Porphyre

 

 

 

Porphyre,

De l'abstinence, III, 19.1-3,

texte édité et traduit par J. Bouffartigue et M. Patillon, 

Belles lettres, 2003, tome 2, p.174.

Argument des cas marginaux[1]

19. [1] Et celui qui nous défend de faire usage du boeuf pour notre nourriture, d'éteindre et de détruire un souffle vital pour servir de condiments à notre goinfrerie et d'ornement à notre table, quel bien nécessaire à notre sauvegarde ou utile à notre vertu enlève-t-il à notre vie ?  [1] Cependant mettre sur le même pied plantes et animaux, voilà qui est tout à fait forcé. La nature des uns en effet est de sentir, de souffrir, de craindre, de subir un dommage et donc aussi l'injus­tice. Les autres n'ont aucune sensation et donc rien qui leur soit inapproprié ou mauvais, un dommage ou une injustice. En effet toute « appropriation » et aversion a son principe dans la sensation.
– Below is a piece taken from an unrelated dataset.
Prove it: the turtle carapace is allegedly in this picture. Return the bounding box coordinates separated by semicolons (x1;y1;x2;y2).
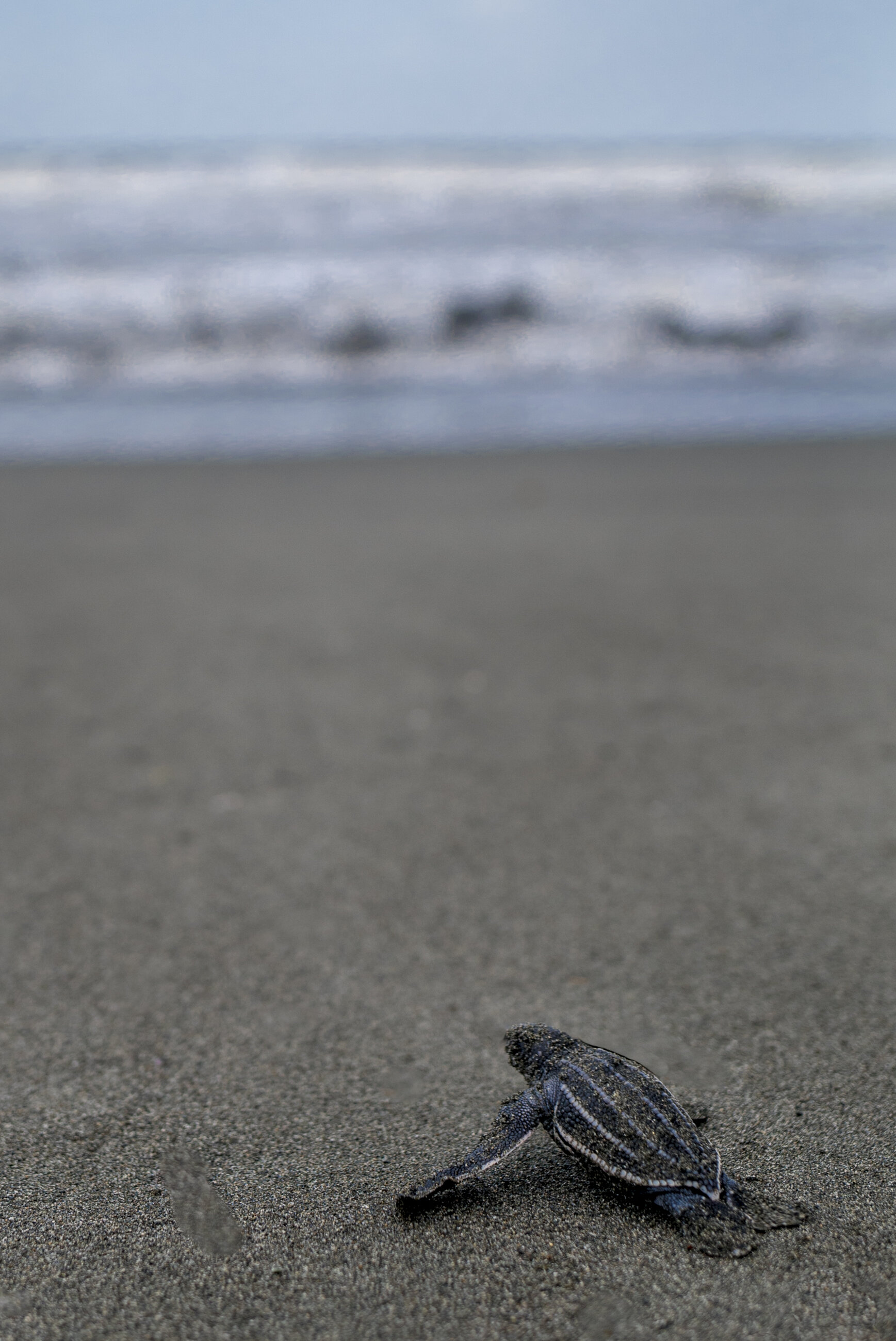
397;1024;804;1256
Or les disciples de Zénon posent l'« appropriation comme le principe de la justice.  [3] Lorsqu'on voit un grand nombre d'hommes ne vivre que par les sens, dénués d'intellect et de raison, un grand nombre encore surpasser par leur cruauté, leurs colères et leur avidité les plus redoutables bêtes féroces, tyrans meurtriers de leurs enfants, ou de leurs parents, exécuteurs des basses oeuvres des rois, n'est-ce pas folie de penser que nous avons <des devoirs de justice> envers eux, tandis qu'envers le boeuf de labour, le chien familier, les brebis qui donnent leur lait pour notre nourriture, leur laine pour notre parure, nous n'en aurions aucun ? Cela n'est-il pas tout à fait contraire à la raison ?

 

 


 

 

[1] On désigne habituellement par l'expression "cas marginaux" les enfants, les handicapés mentaux, les déments et, plus largement, tous ceux qui ne possèdent pas d'autonomie (de raison ou de langage).